Stablecoins were front and center in a congressional hearing in the United States on Wednesday, and some of the ideas expressed were more than a bit volatile.
The House Financial Services Committee convened a hearing on Wednesday titled “Understanding Stablecoins‘ Role in Payments and the Need for Legislation.” The meeting was preceded by the unexpected release this weekend of a long draft talking about the requirements to issue stablecoins and research regarding the digital dollar.
The draft was mostly overlooked during Wednesday’s meeting in favor of a broader stablecoin debate. These include the endeavor to distinguish between a ‘payment stablecoin’ and the casino chips employed in the utility-free exchange paradigm.
Proposal for the Stablecoin
The proposal defines payment stablecoin as “designed to be used as a means of payment or settlement” but not as a national currency or a security issued by an investment firm.

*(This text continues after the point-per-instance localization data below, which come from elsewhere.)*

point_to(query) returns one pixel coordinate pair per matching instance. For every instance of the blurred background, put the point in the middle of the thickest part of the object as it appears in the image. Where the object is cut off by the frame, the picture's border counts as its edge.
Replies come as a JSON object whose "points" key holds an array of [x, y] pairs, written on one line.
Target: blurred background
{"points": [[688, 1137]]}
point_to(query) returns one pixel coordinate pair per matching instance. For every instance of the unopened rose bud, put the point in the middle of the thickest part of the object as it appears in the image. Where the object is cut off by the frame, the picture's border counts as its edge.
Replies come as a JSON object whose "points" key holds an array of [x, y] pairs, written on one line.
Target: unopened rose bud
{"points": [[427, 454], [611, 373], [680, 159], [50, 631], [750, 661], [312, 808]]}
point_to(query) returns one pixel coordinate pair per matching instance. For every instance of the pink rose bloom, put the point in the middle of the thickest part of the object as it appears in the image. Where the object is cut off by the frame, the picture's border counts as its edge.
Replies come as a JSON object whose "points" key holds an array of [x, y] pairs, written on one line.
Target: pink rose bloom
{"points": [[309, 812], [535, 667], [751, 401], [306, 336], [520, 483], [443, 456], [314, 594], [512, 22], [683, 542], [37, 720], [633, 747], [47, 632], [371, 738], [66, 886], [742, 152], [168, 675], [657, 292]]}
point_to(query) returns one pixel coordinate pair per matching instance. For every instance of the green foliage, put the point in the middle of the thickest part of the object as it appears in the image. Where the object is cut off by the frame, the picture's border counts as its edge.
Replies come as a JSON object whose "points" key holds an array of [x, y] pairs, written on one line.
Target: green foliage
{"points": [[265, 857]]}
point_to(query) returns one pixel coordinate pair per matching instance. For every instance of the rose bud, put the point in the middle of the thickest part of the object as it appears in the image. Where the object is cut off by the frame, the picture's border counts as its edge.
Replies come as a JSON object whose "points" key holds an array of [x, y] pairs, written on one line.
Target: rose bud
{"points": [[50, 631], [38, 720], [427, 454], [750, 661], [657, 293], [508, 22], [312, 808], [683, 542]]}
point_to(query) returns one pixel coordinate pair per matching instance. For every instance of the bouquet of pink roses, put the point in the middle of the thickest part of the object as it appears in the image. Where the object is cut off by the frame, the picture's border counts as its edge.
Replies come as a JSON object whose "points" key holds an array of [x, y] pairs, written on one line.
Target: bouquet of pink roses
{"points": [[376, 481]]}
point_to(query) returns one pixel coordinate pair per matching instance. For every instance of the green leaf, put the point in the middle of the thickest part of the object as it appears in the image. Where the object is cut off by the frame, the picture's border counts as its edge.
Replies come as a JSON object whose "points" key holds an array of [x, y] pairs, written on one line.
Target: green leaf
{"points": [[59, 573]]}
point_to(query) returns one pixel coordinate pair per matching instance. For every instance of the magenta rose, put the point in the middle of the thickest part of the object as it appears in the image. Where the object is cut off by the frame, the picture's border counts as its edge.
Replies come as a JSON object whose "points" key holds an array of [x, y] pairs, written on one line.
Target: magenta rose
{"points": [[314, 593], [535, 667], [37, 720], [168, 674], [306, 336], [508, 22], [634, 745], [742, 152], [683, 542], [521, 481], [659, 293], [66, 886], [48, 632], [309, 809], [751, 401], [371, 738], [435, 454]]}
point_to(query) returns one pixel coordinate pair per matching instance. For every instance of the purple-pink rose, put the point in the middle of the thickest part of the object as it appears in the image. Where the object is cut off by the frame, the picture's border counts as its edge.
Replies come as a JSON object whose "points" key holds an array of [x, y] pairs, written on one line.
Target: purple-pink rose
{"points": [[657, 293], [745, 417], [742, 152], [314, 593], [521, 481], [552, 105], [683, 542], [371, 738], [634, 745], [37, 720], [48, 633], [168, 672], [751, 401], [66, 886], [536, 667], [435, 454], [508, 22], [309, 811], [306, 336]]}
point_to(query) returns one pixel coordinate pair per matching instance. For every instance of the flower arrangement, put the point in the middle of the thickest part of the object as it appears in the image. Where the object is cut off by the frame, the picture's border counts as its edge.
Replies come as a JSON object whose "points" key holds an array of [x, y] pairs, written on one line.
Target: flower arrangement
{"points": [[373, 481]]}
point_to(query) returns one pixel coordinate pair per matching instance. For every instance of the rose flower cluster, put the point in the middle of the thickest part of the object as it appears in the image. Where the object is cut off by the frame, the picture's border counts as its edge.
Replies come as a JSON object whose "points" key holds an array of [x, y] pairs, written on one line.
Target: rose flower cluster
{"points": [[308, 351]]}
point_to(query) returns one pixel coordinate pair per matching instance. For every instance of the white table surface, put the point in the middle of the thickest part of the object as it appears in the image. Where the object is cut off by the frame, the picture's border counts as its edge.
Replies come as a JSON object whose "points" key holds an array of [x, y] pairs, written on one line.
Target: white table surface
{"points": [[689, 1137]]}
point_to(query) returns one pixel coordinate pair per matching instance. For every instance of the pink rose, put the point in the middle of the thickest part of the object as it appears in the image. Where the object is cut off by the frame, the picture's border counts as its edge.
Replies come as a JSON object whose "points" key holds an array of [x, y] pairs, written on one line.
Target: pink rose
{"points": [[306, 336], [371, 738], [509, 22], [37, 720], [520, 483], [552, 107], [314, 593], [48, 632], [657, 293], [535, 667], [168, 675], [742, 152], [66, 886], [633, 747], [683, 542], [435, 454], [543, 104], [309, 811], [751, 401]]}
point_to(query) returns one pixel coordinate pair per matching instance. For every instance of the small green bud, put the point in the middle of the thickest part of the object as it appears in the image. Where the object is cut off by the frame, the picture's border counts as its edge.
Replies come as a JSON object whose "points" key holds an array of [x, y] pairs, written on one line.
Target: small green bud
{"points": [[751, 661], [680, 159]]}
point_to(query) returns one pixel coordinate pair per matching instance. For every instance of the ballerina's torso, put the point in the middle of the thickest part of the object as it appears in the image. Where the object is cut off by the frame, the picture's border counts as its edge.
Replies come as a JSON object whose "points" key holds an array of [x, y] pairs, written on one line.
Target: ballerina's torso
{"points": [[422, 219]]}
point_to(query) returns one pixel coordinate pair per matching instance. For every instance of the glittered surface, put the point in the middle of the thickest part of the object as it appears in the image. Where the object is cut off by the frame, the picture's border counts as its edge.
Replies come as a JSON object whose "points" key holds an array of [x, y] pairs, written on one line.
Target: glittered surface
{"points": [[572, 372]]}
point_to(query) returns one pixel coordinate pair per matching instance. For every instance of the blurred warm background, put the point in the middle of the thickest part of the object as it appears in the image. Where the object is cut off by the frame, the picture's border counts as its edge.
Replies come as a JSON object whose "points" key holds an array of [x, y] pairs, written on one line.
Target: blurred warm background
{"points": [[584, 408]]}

The issuer is required to “convert, redeem, or repurchase” stablecoins for “a fixed amount of monetary value.” In addition, the issuer must generate a “reasonable expectation” that their coins will retain..

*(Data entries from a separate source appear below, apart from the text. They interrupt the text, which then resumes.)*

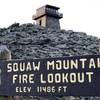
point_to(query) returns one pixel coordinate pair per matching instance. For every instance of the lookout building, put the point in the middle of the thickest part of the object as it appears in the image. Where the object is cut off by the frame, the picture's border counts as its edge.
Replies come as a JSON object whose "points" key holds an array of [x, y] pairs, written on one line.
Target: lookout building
{"points": [[48, 16]]}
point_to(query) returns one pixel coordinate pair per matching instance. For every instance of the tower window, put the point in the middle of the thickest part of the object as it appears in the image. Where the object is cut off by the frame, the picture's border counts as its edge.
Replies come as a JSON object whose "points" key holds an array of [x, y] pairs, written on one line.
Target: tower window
{"points": [[40, 22]]}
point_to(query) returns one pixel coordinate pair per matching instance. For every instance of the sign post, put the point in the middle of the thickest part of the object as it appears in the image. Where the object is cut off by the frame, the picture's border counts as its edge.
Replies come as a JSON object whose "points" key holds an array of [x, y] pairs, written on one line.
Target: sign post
{"points": [[5, 54]]}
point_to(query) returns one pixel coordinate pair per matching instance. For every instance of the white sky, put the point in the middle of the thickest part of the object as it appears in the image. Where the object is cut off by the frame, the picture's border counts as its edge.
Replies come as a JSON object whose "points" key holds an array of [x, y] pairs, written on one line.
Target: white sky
{"points": [[79, 15]]}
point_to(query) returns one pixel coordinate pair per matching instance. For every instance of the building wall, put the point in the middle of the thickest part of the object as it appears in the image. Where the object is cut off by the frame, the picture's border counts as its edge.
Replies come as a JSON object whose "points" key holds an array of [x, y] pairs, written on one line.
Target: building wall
{"points": [[52, 23], [43, 21]]}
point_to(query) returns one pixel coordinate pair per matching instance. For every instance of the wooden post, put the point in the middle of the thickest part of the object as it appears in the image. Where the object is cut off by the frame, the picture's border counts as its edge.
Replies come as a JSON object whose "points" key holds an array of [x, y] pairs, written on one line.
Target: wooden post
{"points": [[5, 54]]}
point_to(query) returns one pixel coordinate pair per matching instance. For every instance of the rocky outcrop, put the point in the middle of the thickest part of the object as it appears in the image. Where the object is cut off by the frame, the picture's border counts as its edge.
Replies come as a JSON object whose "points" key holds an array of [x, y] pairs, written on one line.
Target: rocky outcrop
{"points": [[29, 41]]}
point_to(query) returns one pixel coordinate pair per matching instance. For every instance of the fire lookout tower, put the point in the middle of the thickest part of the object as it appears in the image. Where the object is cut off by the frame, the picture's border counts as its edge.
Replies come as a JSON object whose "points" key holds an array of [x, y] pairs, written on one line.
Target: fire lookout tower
{"points": [[48, 16]]}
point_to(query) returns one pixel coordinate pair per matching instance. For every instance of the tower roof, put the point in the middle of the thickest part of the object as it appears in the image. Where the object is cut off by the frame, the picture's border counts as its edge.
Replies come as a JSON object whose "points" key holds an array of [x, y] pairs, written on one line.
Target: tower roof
{"points": [[48, 10]]}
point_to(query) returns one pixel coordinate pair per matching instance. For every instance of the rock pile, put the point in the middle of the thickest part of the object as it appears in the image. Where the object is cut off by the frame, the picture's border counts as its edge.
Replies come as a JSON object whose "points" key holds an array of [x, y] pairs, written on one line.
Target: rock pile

Payment stablecoin issuers must be approved by a “federal payment stablecoin regulator” or “a registered State qualified payment stablecoin issuer.” State issuers must file a “registration statement” with the Board of Governors of the Federal Reserve.
The statute gives the federal regulators only 90 days for approval after they receive the application. The federal regulator’s hands would be somewhat tied since the failure of making a decision within the 90-day period would result in automatic approval of the application.
Issuing authority
Issuers of stablecoins would be obliged to publish monthly statistics on the makeup of their reserve portfolio, with CEOs required to provide monthly attestations guaranteeing the correctness of this information. Annual reports must also be filed by issuers with more than $150 million in stablecoins in circulation.
Stablecoins could be issued by both banks and non-bank companies. Both would be eligible for Fed master accounts and access to the discount window (Fed loans to depository institutions).
However, according to the draught, payment stablecoins “are not backed by the full faith and credit of the United States, guaranteed by the United States Government, subject to deposit insurance by the Federal Deposit Insurance Corporation, or subject to share insurance by the National Credit Union Administration.” Anyone who misrepresents the above caveats shall face sanctions.
The draft also covers “endogenously collateralized stablecoins,” commonly known as ‘algorithmic’ stablecoins such as Terraform Labs’ doomed UST. If the measure is passed, it will be prohibited to create an endogenously collateralized stablecoin that is “not in existence” at the time the law is passed for two years.
Summing up
Finally, the measure mandates a new assessment of the implications of a U.S. central bank digital currency (CBDC), including the effect such a ‘digital dollar’ might have on the stablecoin market.